This article examines some of the issues involved in managing versions and describes an alternative to the default management offered by leiningen that we use at Room Key. It assumes familiarity with Clojure, leiningen and git.
In 2010 Room Key[1] started developing a web service using Clojure 1.2.0 and Leiningen 1.x. By early 2011, we had decided that the version of our artifacts, particularly the primary web site application, needed to be something more flexible than commited text within project.clj. In February, we wrote the first leingingen support code that slurped the version from git and supplied it to the project as it was being evaluated (and it was indeed evaluated back in the Leiningen 1.x days). It wasn't much code -only a couple of dozen lines (and the author was allergic to line lengths beyond about 40 characters). But it introduced a way of thinking that seems very natural and obvious. Since 2011, we have expanded on the original work in several steps and today, in mid-2016 the evolution of that code is lein-v, a leiningen plugin that solves a lot of hairy issues surrounding versions.
A version identifies software artifacts as they evolve over time. As such, versioning is a critical component of change management.
We find that leiningen's approach of having the version stored in the commited project.clj source requires either ambiguous versions (where many commits share the same version)[2] or unweildy commit practices (changing the version in project.clj on every commit).
We believe:
Lein-v uses git metadata to build a unique, reproducible and meaningful version for every commit. Along the way, it adds useful metadata to your project and artifacts (jar and war files) to tie them back to a specific commit. Consequently, it helps ensure that you never release an irreproduceable artifact.
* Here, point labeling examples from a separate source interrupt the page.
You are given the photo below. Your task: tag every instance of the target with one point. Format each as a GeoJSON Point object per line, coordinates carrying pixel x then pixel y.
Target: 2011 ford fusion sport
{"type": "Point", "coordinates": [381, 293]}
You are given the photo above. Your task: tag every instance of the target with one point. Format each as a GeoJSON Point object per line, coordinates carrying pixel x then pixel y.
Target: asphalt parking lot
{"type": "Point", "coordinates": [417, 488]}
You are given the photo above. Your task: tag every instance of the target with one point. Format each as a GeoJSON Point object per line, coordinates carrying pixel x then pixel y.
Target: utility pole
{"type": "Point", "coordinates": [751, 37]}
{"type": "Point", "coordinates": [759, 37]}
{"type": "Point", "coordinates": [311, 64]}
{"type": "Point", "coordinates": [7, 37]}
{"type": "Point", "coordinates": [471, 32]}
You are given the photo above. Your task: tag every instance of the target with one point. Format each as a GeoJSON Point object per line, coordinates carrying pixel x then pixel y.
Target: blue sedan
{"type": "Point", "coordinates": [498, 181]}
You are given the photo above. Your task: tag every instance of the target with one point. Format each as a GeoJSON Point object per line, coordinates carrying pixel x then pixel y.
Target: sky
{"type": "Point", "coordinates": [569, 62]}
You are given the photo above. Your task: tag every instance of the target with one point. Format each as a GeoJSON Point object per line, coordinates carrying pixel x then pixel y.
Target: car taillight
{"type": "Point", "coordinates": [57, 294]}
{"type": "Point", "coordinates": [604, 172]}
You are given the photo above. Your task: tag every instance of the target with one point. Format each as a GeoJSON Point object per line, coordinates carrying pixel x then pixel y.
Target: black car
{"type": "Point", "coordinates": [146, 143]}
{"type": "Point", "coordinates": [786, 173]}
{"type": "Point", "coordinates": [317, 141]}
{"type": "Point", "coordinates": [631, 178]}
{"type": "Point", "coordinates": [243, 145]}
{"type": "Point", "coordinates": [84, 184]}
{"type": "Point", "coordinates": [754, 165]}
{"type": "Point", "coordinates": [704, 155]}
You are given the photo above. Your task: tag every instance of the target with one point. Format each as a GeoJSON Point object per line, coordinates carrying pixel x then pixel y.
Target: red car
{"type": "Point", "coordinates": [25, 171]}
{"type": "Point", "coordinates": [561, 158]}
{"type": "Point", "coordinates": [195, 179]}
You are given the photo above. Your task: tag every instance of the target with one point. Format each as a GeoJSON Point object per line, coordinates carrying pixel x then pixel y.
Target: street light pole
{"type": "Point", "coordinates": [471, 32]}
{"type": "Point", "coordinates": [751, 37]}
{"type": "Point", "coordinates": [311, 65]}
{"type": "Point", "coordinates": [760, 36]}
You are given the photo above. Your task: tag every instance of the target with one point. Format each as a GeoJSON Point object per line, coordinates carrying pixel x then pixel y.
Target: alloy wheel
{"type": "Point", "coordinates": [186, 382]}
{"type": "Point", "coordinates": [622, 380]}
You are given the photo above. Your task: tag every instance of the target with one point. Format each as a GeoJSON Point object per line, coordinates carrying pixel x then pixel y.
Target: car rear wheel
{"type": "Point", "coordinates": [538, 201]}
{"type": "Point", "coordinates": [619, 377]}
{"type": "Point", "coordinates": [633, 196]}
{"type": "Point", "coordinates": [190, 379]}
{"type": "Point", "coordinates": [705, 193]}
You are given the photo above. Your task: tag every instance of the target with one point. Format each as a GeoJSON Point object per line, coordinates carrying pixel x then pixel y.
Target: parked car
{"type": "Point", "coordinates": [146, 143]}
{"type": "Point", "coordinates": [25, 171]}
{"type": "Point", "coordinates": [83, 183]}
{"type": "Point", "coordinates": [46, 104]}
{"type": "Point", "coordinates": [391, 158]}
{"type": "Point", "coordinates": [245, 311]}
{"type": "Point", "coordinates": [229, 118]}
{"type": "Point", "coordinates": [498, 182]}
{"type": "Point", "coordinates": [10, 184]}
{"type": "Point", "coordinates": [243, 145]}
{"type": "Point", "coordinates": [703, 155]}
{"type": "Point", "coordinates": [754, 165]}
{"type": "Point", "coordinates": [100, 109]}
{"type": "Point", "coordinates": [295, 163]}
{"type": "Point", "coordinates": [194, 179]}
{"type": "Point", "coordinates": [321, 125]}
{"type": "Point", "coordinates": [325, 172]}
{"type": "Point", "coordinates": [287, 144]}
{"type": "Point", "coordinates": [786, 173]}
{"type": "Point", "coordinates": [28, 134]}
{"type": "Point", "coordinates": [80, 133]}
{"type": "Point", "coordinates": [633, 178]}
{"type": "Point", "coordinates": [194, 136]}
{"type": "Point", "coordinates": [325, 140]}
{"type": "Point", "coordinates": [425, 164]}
Instead of reading a static string in project.clj, lein-v reads git tag and commit data to construct a version that is unique to the current commit. It then injects this git-derived version into all subsequent leiningen tasks. The version is constructed from:
v<version> (generated by the release process)The commit distance provides an ordering of commits and the SHA uniquely identifies commits. Together, they can be used to produce versions that don't rely on manual editing of project.clj.
By leveraging leiningen's built-in support for extending its release process, lein-v can close the loop on version management by updating the version stored in git tags. Here is an example process that we use at Room Key:
:release-tasks [["vcs" "assert-committed"]
["v" "update"] ;; compute new version & tag it
["vcs" "push"]
["deploy"]]
The lein-v update task computes a new version from the current version and a command line bump parameter such as :major or :alpha[4]. The new version is injected into the standard leiningen processing, which allows the leingingen vcs task to work as expected.
Since the dawn of software management (in all its various guises), version structure has been a contentious subject. Lein-v attempts to remain neutral on the subject of what a version should look like. But because leiningen ultimately relies on maven to resolve dependencies, lein-v leans towards maven's (loose) view of versions. Version structure is abstracted into two protocols (SCMHosted and Releasable), and implementations for maven 3 and semver 2.0.0 are provided. It's not hard to write your own implementation and select it instead of the default MavenVersion.
Lein-v is available on Clojars and source is available on GitHub. Pull requests are welcome and issues can be raised against our GitHub project as well.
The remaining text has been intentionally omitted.